Importantly, ROI use did not adversely affect procedural duration, technical success rates, or image quality, supporting its feasibility and safety in pediatric interventional radiology. This study helps fill a gap in the literature and provides a basis for larger multicenter prospective trials to validate the benefits of spot ROI in this patient population for other interventional radiology procedures.
This study has several limitations. First, its retrospective design may carry inherent risks of selection and referral bias, given that the cohort was derived from a tertiary care institution. Pediatric interventional radiology procedures present specific challenges related to body size, which in this population can range from infants with extremely low birth weight to adolescents and young adults. There was no information regarding the patients’ weight and height at the time of the procedure, which may affect the study’s dose analysis. Although the case distribution in tertiary centers is typically skewed toward smaller patients, no significant age differences were identified between the groups in this study. Second, the calculated radiation dose estimates are directly relevant only to operators employing comparable equipment, techniques, and training. As our institution is a teaching hospital, a proportion of venous access procedures are performed by radiology residents under faculty supervision. Procedures conducted exclusively by highly experienced operators would likely result in lower radiation exposure. Lastly, the spot ROI technique is currently commercially available only on a single angiography system, which may restrict the generalizability of our findings. Additionally, the implementation of this technology in other centers may be limited by the need for equipment upgrades or associated costs.

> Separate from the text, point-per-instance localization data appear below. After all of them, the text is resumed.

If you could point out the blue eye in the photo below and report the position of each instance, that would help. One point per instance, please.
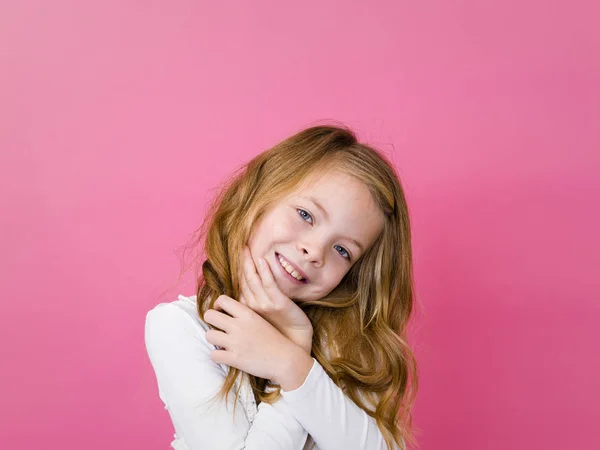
(306, 214)
(302, 211)
(347, 257)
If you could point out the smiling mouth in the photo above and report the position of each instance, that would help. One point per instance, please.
(287, 274)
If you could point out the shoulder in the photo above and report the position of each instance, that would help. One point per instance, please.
(175, 326)
(182, 312)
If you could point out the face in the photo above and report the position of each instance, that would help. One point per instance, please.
(318, 243)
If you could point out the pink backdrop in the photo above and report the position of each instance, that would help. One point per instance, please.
(118, 119)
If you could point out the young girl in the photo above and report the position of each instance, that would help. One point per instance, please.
(301, 308)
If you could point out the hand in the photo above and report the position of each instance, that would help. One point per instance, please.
(260, 292)
(253, 345)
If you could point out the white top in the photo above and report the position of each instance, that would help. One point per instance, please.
(187, 378)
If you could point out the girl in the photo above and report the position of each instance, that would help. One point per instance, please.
(301, 307)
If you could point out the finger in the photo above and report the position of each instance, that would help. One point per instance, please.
(231, 306)
(218, 319)
(253, 279)
(221, 357)
(246, 296)
(266, 276)
(217, 338)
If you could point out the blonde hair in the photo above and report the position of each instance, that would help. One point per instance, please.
(360, 326)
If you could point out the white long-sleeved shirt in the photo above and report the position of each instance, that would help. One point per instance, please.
(188, 379)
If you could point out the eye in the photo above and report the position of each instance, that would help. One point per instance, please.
(343, 249)
(307, 214)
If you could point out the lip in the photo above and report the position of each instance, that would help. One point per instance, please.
(295, 268)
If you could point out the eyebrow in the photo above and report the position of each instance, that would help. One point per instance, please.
(318, 205)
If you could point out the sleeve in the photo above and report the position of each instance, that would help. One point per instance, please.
(332, 419)
(187, 381)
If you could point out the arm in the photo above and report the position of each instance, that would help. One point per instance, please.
(332, 419)
(188, 379)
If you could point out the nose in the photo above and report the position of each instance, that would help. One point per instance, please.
(313, 252)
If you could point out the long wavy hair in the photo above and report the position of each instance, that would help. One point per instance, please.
(360, 327)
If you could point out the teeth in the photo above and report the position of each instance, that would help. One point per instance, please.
(289, 269)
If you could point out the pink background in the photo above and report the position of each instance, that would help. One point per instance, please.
(118, 119)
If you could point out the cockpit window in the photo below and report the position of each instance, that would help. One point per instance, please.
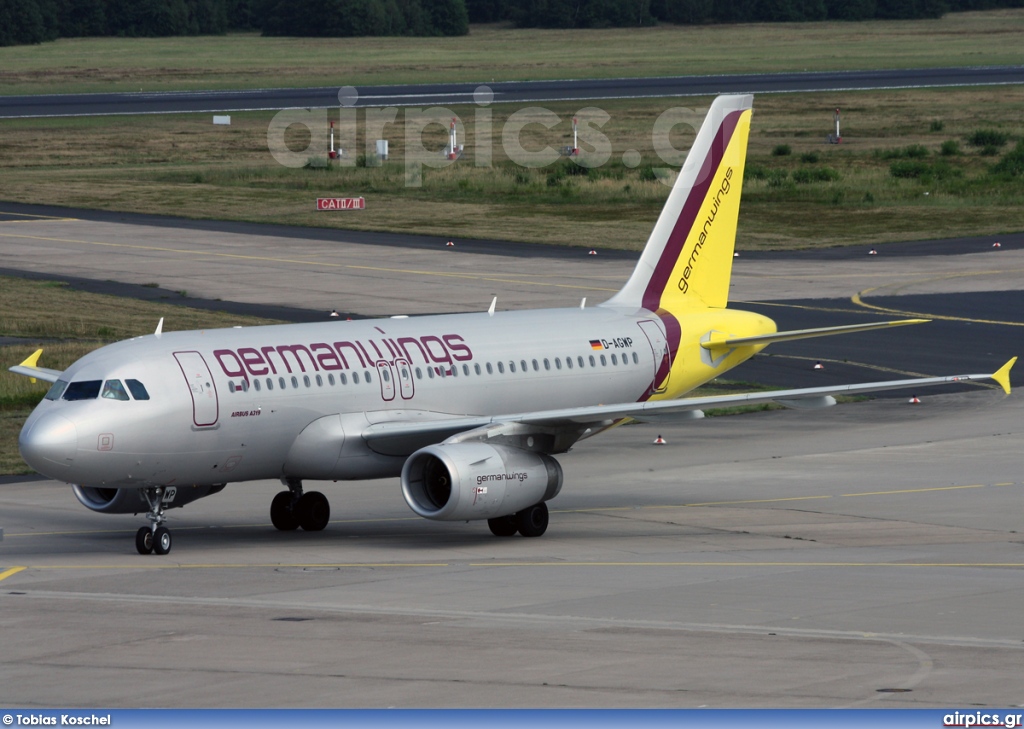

In concluison, the spot ROI-based fluoroscopic dose reduction technique effectively reduces patient radiation exposure during pediatric central venous catheter placement without compromising procedural success. This emerging technology has the potential to enhance both the efficiency and safety of interventional radiology practice. However, its effectiveness and safety should be further validated through prospective multicenter studies.